Никодимус был прав в одном: больно, когда тебя подозревают в измене твои друзья. Чертовски больно. Я даже не заметил, что повысил голос, пока едва не сорвался на крик.

– Да смотрите на меня, когда я с вами разговариваю!

Майкл повернулся ко мне. Лицо его было сурово.

– Вы что, думаете, я решил переметнуться к Никодимусу и его дружкам? – почти кричал я. – Вы действительно так считаете? Потому что если так, вы могли бы с тем же успехом проткнуть мне глотку своим мечом прямо сейчас.

– Я не знаю, что думать, Гарри, – тихо ответил он. – Вы ведь много чего недоговорили.

– Я не всем с вами делюсь, – согласился я. – Я вообще не всем с людьми делюсь. В этом нет ничего нового.

– Я знаю, – сказал он.

– Тогда почему? – Запал в моем голосе поостыл, и я ощущал себя наполовину сдувшимся воздушным шариком. – Вы же меня не один год знаете, дружище. Мы много раз прикрывали друг друга в бою. Почему же теперь вы усомнились во мне?

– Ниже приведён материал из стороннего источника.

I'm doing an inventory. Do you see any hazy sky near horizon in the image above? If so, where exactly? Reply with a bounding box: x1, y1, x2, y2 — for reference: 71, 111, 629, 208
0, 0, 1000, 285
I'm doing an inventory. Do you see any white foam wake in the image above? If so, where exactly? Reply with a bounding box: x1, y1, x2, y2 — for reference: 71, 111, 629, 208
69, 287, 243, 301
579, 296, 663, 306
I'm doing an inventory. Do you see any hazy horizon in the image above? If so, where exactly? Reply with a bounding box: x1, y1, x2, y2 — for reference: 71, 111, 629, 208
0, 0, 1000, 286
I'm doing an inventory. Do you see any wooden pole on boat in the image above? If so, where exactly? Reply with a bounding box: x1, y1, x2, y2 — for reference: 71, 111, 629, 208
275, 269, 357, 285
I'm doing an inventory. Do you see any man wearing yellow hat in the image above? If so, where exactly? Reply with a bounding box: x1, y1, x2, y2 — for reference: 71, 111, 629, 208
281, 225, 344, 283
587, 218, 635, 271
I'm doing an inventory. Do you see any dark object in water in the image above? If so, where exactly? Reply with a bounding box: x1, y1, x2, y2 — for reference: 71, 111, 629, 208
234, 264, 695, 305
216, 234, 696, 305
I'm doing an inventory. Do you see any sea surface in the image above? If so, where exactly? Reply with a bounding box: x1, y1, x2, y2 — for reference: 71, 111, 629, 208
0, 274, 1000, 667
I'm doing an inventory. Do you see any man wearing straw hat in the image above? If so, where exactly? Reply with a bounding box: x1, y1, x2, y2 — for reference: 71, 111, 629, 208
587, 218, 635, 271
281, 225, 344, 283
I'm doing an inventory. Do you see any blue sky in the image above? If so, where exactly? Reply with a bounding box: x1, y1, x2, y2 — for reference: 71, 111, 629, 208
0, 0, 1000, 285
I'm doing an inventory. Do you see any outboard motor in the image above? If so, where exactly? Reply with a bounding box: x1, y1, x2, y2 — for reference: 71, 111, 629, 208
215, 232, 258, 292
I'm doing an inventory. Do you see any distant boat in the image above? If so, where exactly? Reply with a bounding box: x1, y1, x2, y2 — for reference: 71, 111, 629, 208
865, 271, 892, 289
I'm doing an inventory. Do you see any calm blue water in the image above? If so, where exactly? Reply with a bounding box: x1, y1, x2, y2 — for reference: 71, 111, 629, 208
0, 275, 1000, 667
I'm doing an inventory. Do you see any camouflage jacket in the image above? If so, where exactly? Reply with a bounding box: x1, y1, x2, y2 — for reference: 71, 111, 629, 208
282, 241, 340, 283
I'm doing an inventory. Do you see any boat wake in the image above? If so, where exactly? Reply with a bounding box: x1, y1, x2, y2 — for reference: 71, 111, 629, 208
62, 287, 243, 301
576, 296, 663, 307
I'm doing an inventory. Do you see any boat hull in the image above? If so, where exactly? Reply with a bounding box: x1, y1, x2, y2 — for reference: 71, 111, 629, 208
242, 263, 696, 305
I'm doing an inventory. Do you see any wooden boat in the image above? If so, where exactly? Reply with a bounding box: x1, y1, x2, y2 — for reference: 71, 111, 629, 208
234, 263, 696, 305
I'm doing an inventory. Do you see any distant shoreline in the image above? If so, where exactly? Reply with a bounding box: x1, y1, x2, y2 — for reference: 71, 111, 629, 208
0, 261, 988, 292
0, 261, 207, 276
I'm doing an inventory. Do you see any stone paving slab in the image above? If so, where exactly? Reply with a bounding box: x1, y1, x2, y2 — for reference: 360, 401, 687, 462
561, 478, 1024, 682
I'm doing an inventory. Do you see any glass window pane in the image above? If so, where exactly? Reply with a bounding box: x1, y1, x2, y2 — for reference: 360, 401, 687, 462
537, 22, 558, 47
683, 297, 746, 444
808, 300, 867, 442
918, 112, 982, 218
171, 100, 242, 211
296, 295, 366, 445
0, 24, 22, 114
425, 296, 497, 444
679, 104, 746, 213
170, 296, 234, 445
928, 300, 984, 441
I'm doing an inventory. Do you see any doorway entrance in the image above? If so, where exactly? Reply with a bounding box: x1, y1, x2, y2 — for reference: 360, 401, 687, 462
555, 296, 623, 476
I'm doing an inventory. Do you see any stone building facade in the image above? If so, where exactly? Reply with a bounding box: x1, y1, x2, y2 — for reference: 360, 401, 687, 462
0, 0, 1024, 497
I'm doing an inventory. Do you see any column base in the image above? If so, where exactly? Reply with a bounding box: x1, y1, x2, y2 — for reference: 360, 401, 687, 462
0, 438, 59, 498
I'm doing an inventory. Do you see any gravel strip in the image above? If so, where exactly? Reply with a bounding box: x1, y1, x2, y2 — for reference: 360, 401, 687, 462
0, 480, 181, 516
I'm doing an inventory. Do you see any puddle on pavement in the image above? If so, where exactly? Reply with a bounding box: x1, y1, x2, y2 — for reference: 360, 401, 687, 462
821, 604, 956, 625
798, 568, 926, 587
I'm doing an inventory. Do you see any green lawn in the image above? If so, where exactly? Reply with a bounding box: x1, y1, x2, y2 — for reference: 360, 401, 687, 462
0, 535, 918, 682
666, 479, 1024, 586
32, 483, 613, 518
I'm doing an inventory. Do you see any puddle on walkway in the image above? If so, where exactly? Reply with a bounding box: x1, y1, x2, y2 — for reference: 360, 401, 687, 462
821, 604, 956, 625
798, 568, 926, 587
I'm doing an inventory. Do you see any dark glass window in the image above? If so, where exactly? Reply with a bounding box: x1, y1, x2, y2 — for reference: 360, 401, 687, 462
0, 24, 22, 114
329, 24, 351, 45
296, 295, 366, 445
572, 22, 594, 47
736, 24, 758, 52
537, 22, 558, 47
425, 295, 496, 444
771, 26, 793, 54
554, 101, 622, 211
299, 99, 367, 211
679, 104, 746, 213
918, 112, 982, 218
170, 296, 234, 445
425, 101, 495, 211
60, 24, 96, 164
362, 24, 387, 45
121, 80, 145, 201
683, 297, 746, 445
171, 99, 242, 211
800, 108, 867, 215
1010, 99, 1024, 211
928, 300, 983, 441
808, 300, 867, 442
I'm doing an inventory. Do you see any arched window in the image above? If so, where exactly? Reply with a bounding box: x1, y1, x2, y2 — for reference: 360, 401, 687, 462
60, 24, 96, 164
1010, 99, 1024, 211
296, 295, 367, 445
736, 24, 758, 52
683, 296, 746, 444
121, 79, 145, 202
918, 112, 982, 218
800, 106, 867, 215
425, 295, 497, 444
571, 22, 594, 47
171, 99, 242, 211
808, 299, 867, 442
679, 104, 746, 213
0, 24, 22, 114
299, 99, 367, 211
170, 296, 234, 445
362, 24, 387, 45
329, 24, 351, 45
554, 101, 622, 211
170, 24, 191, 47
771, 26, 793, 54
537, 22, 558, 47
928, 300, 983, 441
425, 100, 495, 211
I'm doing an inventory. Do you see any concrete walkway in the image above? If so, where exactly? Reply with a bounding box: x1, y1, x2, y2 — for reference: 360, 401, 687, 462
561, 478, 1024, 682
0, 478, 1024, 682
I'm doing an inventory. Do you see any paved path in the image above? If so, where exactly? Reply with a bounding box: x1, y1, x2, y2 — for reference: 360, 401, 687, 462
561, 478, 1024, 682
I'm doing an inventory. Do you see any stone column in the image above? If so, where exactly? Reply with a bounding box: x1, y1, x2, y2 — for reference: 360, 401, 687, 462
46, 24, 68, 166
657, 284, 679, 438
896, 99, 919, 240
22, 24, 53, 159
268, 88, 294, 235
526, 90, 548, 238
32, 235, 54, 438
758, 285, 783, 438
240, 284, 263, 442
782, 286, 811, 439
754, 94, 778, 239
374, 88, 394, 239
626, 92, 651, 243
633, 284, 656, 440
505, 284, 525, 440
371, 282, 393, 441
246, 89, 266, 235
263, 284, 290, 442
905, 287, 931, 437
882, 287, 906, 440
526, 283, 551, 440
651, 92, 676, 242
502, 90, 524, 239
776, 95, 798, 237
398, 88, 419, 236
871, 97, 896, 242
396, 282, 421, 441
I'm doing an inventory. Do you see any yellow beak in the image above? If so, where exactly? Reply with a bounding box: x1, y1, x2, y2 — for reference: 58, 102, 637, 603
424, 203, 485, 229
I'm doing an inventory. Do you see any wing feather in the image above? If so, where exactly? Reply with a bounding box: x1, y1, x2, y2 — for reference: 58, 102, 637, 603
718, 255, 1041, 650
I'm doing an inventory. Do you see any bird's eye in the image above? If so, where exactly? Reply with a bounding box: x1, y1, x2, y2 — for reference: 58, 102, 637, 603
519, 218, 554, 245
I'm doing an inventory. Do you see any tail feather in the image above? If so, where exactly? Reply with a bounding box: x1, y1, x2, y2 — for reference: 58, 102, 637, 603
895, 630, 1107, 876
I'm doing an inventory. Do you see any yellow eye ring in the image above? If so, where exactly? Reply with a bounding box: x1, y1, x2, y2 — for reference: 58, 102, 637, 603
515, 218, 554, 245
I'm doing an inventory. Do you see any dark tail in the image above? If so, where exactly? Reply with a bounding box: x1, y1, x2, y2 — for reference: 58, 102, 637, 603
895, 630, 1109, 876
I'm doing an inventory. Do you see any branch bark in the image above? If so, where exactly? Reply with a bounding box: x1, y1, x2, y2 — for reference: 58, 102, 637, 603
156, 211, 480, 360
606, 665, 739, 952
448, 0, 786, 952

– Из-за тени Ласкиэли, – тихо ответил Майкл. – Потому что до тех пор, пока она живет в вас, она будет искушать вас – и чем дольше, тем больше у нее шансов добиться успеха.

– Я отдал монету Фортхиллу, – возразил я. – Я полагал, это говорит само за себя.

Майкл поморщился:

– Тень может подсказать вам, как вернуть монету. Такое уже случалось. Именно поэтому мы прикладываем столько усилий к тому, чтобы не прикасаться к ним.

– Все кончено, Майкл. Нет больше тени.

Майкл покачал головой, и в глазах его мелькнуло что-то вроде жалости.

– Так не бывает, Гарри.

Запал разом вернулся. Единственное, чего я не хотел и в чем совершенно не нуждался, – так это жалость. Я сам делаю свой выбор, живу своей собственной жизнью, и даже если выбор мой не всегда умен, я крайне редко о чем-то жалею.

– Откуда вы знаете? – спросил я.

– За две тысячи лет никому еще не удавалось избавиться от тени одного из Падших – если только человек не принимал демона окончательно, забирая монету, а уже потом раскаивался и избавлялся от нее. И вы утверждаете, что не принимали монеты.

– Это так, – подтвердил я.

– Тогда либо тень никуда не делась, – сказал Майкл, – и она продолжает искажать ваши мысли. Продолжает нашептывать вам. Либо вы лжете мне, будто не брали монету. Других вариантов нет.

Некоторое время я молча смотрел на него.

– Адские погремушки! – произнес я наконец. – А я-то думал, это у чародеев монополия на самонадеянность.

Он удивленно заморгал.

– Или вы серьезно думаете, что я поверю, будто Церковь протоколировала все до единого случаи, когда кто-либо подбирал одну из проклятых монет? Что все искушавшиеся тенью Падшего давали Церкви свои показания? В нескольких копиях, черт подери, заверенных нотариусом? Особенно с учетом того, о чем вы мне сами говорили, – что Никодимус приложил максимум усилий, чтобы уничтожить записи и церковные архивы?

Майкл чуть покачнулся на каблуках и нахмурился.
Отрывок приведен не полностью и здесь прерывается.